Trespasses review – an intoxicating, rousing and heartbreaking love story

3 hours ago 5

We could be happy together, if only we weren’t here and it wasn’t now: the tragedy of sweethearts caught up in conflict, their love overcome by others’ hate, is an old and powerful story. Trespasses, an adaptation of Louise Kennedy’s novel, written by Ailbhe Keogan, hits that nerve.

A small town outside Belfast, 1975: rancour, suspicion and grief shadow every moment in the thwarted life of Cushla (Lola Petticrew), a Catholic primary-school teacher in her mid-20s who is giving up her spare time to work shifts in her brother’s pub. The priests at the school are hollering bigots, telling the children that every Protestant is an evil enemy, despite one of the kids being the son of a Catholic father and Protestant mother. Cushla takes an interest in the boy, who tends to arrive at school without a coat, and his elder brother, who shows signs of secretly sharing Cushla’s love of reading. She gives them lifts back to their house on a flag-strewn Protestant estate, at the risk of her car being pelted with bricks, and redoubles her support for the family when the dad has his legs and skull broken by vengeful neighbours.
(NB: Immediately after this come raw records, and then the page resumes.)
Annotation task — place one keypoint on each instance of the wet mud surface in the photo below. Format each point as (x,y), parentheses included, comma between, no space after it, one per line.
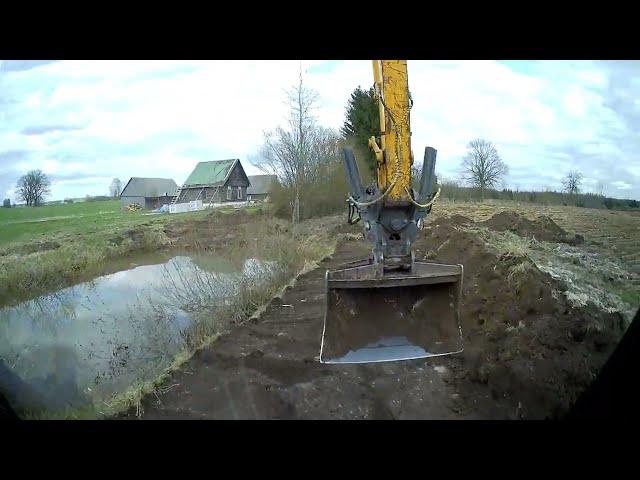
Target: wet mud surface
(527,354)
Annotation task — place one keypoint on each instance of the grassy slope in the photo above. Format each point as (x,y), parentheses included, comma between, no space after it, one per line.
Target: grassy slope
(21,225)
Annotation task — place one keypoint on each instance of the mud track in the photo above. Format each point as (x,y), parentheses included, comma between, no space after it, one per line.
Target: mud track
(527,354)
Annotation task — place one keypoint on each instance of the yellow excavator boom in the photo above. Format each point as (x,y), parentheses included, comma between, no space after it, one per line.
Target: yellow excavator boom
(391,307)
(394,152)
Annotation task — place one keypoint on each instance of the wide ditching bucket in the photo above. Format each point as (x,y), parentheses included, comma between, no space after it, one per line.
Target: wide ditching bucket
(372,317)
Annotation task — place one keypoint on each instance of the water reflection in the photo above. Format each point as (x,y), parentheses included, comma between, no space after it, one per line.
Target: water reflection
(88,341)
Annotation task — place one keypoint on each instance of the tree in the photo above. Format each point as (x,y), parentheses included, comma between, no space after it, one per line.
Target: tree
(482,166)
(115,188)
(572,182)
(33,188)
(295,152)
(361,123)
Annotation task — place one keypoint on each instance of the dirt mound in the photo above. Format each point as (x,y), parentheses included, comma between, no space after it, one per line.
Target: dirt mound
(542,228)
(523,340)
(457,219)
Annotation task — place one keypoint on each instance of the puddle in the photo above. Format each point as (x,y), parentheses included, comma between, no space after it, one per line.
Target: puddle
(83,343)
In the pub, meanwhile, the British soldiers who drink there make every evening a tense ordeal, fraught with the possibility of it ending in violence that Cushla and her brother would be powerless to stop. After closing, Cushla invariably arrives home to find her widowed mother Gina (Gillian Anderson) drowning in loneliness and gin.

Drowning in loneliness and gin … Gillian Anderson as Gina Lavery.
Drowning in loneliness and gin … Gillian Anderson as Gina Lavery in Trespasses. Photograph: Peter Marley/Channel 4

We know that in six months’ time, Cushla will be picking through the pub’s smoking ashes, with who knows who having been caught in the blast, and we suspect that this is the end of a sequence of events set in train when controversial local celebrity Michael Agnew (Tom Cullen) walks in. Cushla visibly loves him from that moment, before he has sat down and suavely ordered his first Jameson. Michael is a Protestant barrister who defends young Catholics, in the belief that securing them a fair trial is the best way for him to personally slow Northern Ireland’s cycle of violence – a gesture that has made him unpopular with other Protestants, but also with Catholics, who feel he legitimises the repressive judicial system. He’s a walking target, he’s married and he’s at least a decade older than Cushla, probably more like two. Embarking on an all-enveloping affair with him would be wild.

With the tousled hair and tight waistcoat of a romantic hero from two centuries prior, Cullen’s Michael is a dreamy old goat. His charisma is timeless. It’s not clear how seriously Cushla (and we) should take his grand “this is the point of the series, folks” speech about how “we must find the bravery to choose freedom over fear”, delivered on a gorsey hillock away from all the urban warfare, but the sentiment is intoxicating anyway.

“It’s yourself,” he says as she stands in front of him alone for the first time, in his posh city shag-pad. Van Morrison spins tastefully on his turntable two minutes later as Cushla dangles her head off the edge of the mattress, with Michael’s head in the middle. In Cullen’s hands, the guy has game, and the show wouldn’t work if he didn’t. But the bigger burden is borne by Petticrew, who is in every scene and who, if she played Cushla with less care, could let the character’s ever-changing intentions and passionate purity tip into naivety. Instead she makes the tension between Cushla’s energy and cold reality at first rousing, then heartbreaking.

As it establishes itself, Trespasses seems like a collection of familiar melodramas, each borrowing from the Troubles for extra dramatic heft. We have the woman in love with a married man who isn’t honest about his home life, the teacher who goes outside her remit to help a deprived pupil, and the woman whose alcoholic mother’s final descent to oblivion will surely coincide with the one time her daughter focuses on her own happiness. It’s all Cushla, with each relationship drawing on the visceral enmity between Catholics and Protestants to rescue it from cliche. But the narrative is constructed with deceptive skill. Small moments and minor characters turn out to be crucial and, as the strands knit together, agonising ironies pile up.

Strip down the show’s politics and they would be dangerously close to a hand-wringing plea for both sides to stop being as bad as each other, to end the violence, and won’t somebody please think of the children. But the Troubles give Trespasses what it needs. As individuals’ hopes and feelings are crushed in the gears of events much bigger than them, we feel that pain.